Grady chuckles, a soft sound like he’s trying out his laugh again for the first time in years. “I remember you gluing those jumbo-sized tissue rolls to the front of every scarecrow in the field.”
“And how you got those blonde wigs—” Cole shakes his head.
“I did that,” I admit. “Borrowed them from community theater. Still can’t believe Mary never found out about that one.”
“We need to get another one over on him, just for old times’ sake,” Dallas says. Once a jokester, always the jokester.
I stand and take my empty bowl to the sink, my stomach filled with the warmth that comes not only from spicy chili but from good company. “Why don’t you worry about getting that girl of yours to fall for you?”
He grins at me. “Don’t you worry about that. I’ve got a plan.”

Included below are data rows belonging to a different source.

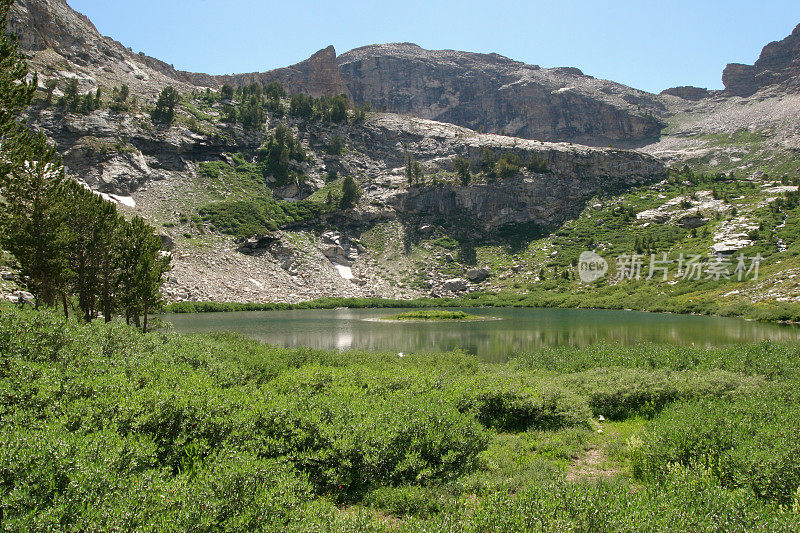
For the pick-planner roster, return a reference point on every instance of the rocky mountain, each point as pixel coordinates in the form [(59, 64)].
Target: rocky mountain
[(486, 92), (495, 94), (401, 239), (778, 65)]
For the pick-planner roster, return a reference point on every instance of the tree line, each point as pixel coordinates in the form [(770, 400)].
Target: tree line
[(74, 249)]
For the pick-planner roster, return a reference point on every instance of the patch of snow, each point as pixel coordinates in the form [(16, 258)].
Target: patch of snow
[(127, 201)]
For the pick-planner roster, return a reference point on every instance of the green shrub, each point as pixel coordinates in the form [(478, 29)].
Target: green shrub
[(752, 442)]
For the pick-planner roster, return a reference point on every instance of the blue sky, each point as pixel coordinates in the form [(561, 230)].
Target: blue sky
[(646, 44)]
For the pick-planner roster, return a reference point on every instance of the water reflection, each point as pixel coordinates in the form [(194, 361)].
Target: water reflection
[(520, 330)]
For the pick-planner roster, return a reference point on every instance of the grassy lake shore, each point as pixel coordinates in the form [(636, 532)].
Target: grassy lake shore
[(208, 432)]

I snort. I’m not sticking around to listen to whatever disaster he’s got up his sleeve. Still, Dallas will get what he wants. He always does. “I’m headed back to the main house. We got a girl to see. Come on, Rudy.”
Grady follows me out into the snow, Rudy bounding ahead of us. The twinkling Christmas lights around the ranch house reflect on the bright snow as smoke curls from the chimney.
“You’re quiet,” I finally tell him.
He chuckles. “I’m always quiet.”
He’s got me there. Grady has never been the first to strike up a conversation, even when he needs someone to listen to him. “Quieter than usual. You good?”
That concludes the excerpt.